Contohnya, bila perusahaan startup kamu adalah digital marketing agency, bagaimana kamu mampu bersaing mengakuisisi klien besar ketika berhadapan dengan Ogilvy & Mather, misalnya?
Paling umum adalah kita menjanjikan bujet lebih rendah dengan objektif return on investment (ROI) yang sama, materi kreatif yang lebih baik, atau channel mix yang lebih luas. Cara ini bermasalah karena hampir setiap pemain di kelas yang sama dengan kita menjanjikan hal yang serupa.
Bila daya saing ditumpukan kepada harga, akan selalu ada pihak yang bisa menyediakan harga lebih rendah. Sementara untuk janji akan kualitas yang bisa kamu deliver adalah sebuah pertaruhan bagi klien, karena hanya bisa dinilai ketika proyek sedang atau selesai berlangsung.
Bagi klien yang hendak mengendalikan risikonya untuk mencapai KPI (key performance indicator) internal, mereka akan lebih memilih menekan risiko itu dengan cara membayar harga lebih tinggi kepada agensi yang high profile.
Di sisi lain, pada arena SEM dan content marketing nama Neil Patel lebih besar ketimbang Ogilvy. Di bidang inbound marketing, Hubspot jagoannya. Atau di media buying ada AppLift. Ini bukan hanya soal ceruk.
Mungkin ada juga yang beranggapan produk Hubspot adalah marketing tool dan Neil Patel tidak melakukan media buying, atau Applift tidak menggarap materi kreatif. Kenyataannya, semua yang disebut di atas menyediakan custom service dan personal touch seperti layaknya digital agency yang menyediakan layanan/ solusi secara holistik untuk mencapai objective klien yang masing-masing unik.

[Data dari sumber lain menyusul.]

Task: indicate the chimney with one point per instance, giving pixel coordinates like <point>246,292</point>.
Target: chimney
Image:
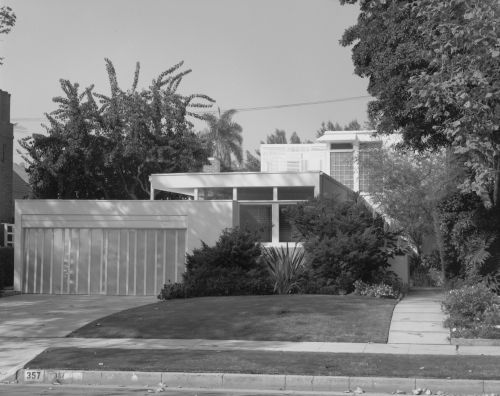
<point>214,166</point>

Perbedaannya, mereka menawarkan pendekatan berbeda yang diletakkan di pintu depan, di mana calon klien bisa menguji pendekatan itu tanpa harus terpapar risiko besar atau menjalin komitmen lebih dulu.
Neil Patel contohnya, ia menyediakan tool pengujian SEO gratis di situsnya yang hasilnya akan memberikan rekomendasi optimasi berdasarkan pendekatan unik yang ia gunakan. Bila calon klien menganggap pendekatan yang digunakan Neil layak untuk dicoba, maka barulah dimulai tahap konsultasi dan seterusnya. Beberapa nama besar yang menjadi kliennya adalah Google, Facebook, eBay, AirBnB, sampai Microsoft.
Ini adalah bukti pentingnya penyedia layanan untuk memberikan dan mendemonstrasikan nilainya di awal dengan cara sederhana. Saat ini ketika buyer power sangat tinggi karena melimpahnya pilihan dan terbukanya informasi, janji tidak akan pernah cukup.
Praktik macam ini sebenarnya sudah sangat lama digunakan dalam penjualan tradisional. Penjual buah kaki lima contohnya. Bila kita membeli rambutan, hampir semua penjual mengizinkan kita mencoba terlebih dulu. Bila cara ini diterjemahkan ke dalam marketing funnel atau corong pemasaran, maka strategi penjual buah ini ada di tahap consideration (mempertimbangkan).
Kalau mau yang lebih canggih lagi contohnya adalah GO-JEK yang memberikan refferal bonus deposit bagi pemakai awal sehingga bisa menguji coba layanannya secara gratis. Harapannya, mereka akan melakukan pembelian/ pembayaran (purchase/ decision) di masa yang akan datang.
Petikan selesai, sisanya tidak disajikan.